スタートアップスタジオと投資ファンドのハイブリッドモデルも普及しつつあります。シアトルのスタートアップスタジオ、パイオニア・スクエア・ラボ(PSL)は、元マドロナのマネージングディレクター、グレッグ・ゴッテスマン氏が設立したばかりで、先日、自社のベンチャーキャピタルファンドのための資金調達を行いました。PSLは独自のイノベーションモデルを用いて、新しいアイデアを迅速にテスト・検証し、その後、経営陣を募集してスピンオフ企業を設立します。

シアトルには、同様に3か月間のアクセラレーターを運営するテックスターズもあり、各スタートアップに12万ドルの資金と組織のグローバルネットワークへのアクセスを提供している。
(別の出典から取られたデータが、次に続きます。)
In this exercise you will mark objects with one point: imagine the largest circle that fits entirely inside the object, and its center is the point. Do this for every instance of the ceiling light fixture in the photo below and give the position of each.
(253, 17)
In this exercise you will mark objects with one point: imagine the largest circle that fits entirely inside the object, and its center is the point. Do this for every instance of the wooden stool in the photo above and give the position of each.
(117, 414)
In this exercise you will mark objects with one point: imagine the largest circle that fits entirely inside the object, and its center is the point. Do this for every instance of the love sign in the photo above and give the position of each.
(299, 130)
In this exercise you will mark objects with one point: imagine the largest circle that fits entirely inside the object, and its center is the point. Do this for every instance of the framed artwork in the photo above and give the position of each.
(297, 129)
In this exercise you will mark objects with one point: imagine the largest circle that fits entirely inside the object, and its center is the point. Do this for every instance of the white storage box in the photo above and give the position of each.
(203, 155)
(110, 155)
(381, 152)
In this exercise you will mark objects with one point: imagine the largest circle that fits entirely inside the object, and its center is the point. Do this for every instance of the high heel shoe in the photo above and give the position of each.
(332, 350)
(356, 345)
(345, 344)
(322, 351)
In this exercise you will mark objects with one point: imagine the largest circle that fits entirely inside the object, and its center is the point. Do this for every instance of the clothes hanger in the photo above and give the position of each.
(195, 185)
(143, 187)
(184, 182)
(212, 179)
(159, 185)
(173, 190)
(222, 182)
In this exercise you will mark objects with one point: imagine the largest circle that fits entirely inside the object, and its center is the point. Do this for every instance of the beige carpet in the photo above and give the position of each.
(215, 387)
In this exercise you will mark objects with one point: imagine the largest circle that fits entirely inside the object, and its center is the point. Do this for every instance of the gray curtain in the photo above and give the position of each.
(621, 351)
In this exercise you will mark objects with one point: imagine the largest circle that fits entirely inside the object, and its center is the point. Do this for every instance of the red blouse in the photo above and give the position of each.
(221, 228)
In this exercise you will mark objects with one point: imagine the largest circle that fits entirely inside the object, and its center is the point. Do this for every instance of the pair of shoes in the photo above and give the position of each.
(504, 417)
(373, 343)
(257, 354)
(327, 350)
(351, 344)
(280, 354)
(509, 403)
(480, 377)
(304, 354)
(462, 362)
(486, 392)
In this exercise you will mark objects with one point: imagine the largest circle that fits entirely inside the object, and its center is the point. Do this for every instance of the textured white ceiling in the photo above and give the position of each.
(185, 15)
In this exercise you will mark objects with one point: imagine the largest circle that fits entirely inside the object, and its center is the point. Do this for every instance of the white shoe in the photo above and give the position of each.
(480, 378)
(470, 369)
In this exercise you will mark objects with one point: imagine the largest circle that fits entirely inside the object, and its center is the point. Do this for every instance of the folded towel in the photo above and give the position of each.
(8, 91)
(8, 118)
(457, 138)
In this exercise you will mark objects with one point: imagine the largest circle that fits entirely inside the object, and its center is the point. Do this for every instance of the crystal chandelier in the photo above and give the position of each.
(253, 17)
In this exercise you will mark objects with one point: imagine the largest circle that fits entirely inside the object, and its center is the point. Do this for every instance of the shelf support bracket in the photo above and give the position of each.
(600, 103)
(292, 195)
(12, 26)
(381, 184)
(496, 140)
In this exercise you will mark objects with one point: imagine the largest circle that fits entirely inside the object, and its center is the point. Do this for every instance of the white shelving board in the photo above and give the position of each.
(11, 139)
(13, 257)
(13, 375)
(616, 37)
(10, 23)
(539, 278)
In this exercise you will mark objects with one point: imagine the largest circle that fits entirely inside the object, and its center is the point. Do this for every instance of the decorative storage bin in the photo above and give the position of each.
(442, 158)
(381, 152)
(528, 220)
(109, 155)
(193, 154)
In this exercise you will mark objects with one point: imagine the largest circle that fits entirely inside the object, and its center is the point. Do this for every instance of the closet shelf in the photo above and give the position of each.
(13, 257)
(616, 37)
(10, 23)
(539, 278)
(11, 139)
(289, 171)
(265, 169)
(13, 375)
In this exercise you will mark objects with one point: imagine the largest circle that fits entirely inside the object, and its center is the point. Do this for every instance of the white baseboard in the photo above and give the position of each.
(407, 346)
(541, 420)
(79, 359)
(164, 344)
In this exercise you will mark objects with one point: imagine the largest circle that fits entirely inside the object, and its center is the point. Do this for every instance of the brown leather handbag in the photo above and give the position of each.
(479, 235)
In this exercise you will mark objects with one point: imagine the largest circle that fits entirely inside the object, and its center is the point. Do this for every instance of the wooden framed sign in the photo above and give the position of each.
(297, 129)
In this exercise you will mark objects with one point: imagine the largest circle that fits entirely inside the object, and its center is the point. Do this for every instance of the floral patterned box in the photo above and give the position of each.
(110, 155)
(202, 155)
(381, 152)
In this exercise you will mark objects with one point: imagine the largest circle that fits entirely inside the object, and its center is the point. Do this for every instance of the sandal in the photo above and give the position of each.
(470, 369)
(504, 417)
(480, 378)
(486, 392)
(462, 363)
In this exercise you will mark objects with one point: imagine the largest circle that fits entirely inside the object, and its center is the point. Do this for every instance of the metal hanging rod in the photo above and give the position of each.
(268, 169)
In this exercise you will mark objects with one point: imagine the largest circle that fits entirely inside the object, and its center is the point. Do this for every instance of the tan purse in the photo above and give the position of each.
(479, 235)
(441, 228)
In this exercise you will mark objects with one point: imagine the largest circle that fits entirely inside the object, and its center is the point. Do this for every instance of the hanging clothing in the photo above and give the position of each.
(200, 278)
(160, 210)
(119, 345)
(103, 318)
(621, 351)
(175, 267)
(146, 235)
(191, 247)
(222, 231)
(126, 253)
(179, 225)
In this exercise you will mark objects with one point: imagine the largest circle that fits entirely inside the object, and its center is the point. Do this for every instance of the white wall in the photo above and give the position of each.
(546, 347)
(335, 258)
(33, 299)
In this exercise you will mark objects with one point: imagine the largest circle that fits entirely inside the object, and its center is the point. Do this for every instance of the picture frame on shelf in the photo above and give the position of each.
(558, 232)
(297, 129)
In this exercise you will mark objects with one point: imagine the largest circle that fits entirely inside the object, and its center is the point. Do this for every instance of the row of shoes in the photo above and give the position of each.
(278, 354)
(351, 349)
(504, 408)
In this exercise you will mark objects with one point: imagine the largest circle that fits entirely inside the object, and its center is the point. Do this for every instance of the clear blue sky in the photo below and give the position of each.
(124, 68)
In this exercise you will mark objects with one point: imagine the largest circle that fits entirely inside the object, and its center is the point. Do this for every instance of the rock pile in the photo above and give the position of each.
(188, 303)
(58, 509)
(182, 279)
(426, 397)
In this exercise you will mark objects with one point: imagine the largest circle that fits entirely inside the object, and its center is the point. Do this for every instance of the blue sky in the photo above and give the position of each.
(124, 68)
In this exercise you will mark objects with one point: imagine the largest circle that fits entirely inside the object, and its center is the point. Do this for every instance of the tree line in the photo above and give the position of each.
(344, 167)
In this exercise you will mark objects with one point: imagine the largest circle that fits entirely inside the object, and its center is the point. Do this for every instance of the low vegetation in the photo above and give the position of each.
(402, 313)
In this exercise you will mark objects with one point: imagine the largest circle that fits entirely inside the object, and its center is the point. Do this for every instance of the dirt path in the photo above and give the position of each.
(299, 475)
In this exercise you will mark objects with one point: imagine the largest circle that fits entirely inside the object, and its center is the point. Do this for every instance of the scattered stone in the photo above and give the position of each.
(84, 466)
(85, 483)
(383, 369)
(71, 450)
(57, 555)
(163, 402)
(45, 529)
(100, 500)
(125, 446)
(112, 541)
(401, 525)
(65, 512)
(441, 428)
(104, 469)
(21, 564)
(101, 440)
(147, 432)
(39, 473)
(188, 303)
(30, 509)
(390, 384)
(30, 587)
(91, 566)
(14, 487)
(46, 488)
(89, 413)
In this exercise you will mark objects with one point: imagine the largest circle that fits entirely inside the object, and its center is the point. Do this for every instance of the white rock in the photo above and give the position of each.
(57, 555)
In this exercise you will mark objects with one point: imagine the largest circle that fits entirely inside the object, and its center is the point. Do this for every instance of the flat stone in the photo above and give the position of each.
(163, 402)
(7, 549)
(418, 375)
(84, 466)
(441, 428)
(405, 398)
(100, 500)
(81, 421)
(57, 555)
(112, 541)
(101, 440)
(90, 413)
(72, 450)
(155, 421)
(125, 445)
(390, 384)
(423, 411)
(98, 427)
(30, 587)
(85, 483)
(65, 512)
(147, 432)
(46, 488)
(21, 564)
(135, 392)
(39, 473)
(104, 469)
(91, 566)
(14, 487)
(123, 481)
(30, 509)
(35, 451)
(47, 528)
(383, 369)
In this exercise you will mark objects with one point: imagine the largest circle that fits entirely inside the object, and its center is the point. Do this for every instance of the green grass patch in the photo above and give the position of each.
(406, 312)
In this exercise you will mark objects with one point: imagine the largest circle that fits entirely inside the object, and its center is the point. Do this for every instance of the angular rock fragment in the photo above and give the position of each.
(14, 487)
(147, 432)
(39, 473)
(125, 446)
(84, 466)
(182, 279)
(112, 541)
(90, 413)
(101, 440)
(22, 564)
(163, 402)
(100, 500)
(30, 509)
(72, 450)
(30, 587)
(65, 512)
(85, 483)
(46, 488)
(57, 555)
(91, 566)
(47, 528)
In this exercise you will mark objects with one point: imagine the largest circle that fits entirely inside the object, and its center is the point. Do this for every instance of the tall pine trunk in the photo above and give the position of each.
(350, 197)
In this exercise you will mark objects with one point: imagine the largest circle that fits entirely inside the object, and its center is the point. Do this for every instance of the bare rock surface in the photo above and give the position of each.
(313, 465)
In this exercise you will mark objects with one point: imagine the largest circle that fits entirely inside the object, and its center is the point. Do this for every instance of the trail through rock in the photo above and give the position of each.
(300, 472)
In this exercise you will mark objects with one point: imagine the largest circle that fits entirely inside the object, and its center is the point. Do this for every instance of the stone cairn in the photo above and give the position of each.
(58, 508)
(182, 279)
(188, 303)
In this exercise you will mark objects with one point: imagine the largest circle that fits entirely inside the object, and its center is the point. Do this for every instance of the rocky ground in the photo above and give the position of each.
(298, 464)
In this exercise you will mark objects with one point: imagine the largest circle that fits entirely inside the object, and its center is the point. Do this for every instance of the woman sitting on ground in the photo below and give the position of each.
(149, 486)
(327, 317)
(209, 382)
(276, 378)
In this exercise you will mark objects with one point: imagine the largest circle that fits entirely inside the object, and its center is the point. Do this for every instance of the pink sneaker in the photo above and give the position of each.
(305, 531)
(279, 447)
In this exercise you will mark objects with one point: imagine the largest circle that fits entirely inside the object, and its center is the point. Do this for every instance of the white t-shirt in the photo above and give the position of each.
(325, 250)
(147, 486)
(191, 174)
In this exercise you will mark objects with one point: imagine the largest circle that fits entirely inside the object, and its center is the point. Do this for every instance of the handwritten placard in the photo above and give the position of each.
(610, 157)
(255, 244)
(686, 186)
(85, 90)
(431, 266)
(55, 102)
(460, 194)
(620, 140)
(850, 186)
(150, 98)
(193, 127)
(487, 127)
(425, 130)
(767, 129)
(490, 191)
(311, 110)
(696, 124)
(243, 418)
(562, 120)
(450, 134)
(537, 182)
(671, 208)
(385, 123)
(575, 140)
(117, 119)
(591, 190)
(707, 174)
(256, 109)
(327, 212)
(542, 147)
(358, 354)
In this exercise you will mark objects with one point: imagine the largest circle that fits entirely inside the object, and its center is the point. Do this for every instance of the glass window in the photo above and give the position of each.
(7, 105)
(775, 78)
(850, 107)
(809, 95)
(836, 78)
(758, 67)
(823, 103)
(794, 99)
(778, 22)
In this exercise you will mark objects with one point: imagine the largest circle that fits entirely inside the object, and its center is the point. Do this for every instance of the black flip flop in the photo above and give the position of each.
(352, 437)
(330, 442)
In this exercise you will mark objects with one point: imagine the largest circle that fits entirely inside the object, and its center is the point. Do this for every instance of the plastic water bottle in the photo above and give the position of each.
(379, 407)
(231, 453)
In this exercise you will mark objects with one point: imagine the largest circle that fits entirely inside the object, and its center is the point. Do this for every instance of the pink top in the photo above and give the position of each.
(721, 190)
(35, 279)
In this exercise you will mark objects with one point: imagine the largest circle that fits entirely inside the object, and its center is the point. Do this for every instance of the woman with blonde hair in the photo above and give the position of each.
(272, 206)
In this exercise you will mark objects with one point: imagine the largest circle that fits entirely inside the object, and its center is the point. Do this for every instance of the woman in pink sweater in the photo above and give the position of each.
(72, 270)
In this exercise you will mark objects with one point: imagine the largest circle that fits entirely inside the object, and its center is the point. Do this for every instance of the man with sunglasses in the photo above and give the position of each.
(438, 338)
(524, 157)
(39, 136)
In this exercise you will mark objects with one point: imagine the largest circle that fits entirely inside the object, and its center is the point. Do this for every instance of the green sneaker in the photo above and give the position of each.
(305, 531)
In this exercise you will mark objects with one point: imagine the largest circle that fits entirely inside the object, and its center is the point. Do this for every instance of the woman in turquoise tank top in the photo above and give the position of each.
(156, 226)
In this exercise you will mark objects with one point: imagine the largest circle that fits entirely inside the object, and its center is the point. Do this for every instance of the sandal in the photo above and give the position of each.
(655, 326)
「ここ太平洋岸北西部で、優れた業績を上げている創業者への支援が、最近増えている多くの『スタジオ』/インキュベーターモデルから、Madronaによるエコシステム支援の様々な取り組みまで、より多様な形で展開されていることを大変嬉しく思います」と、Techstars Seattleのマネージングディレクター、クリス・デヴォア氏は述べています。「Madronaは長年にわたりTechstars Seattleに投資し、支援してくださっています。ですから、私たちは彼らを競合相手ではなく、パートナーだと考えています。」

フリッデン氏もこれに同意し、「これは漸進的なものだ」と述べた。

「これらすべてが、シアトルの豊富な才能にさらなるチャンスを創出することになる」と彼は付け加えた。

Madrona Venture Labs からのスピンアウト企業には、MightyAI、MessageYes、Essential、Domicile、Rep the Squad、Spruce Up などがあります。

1995年に設立されたマドロナは、2年前に6番目のファンドのために3億ドルを調達しました。同社の投資は、共同創業者のトム・アルバーグによるAmazon.comへの初期投資に始まり、Redfin、Apptio、Impinj、Qumulo、Smartsheet、Amperityなど、シアトルのスタートアップ市場に大きな影響を与えてきました。

この新しいアクセラレータはシアトル地域で最新のものです。他には、Techstars Seattle、Alexa Accelerator、Fledge、Village88、AcceleratorLSPなどが参加しています。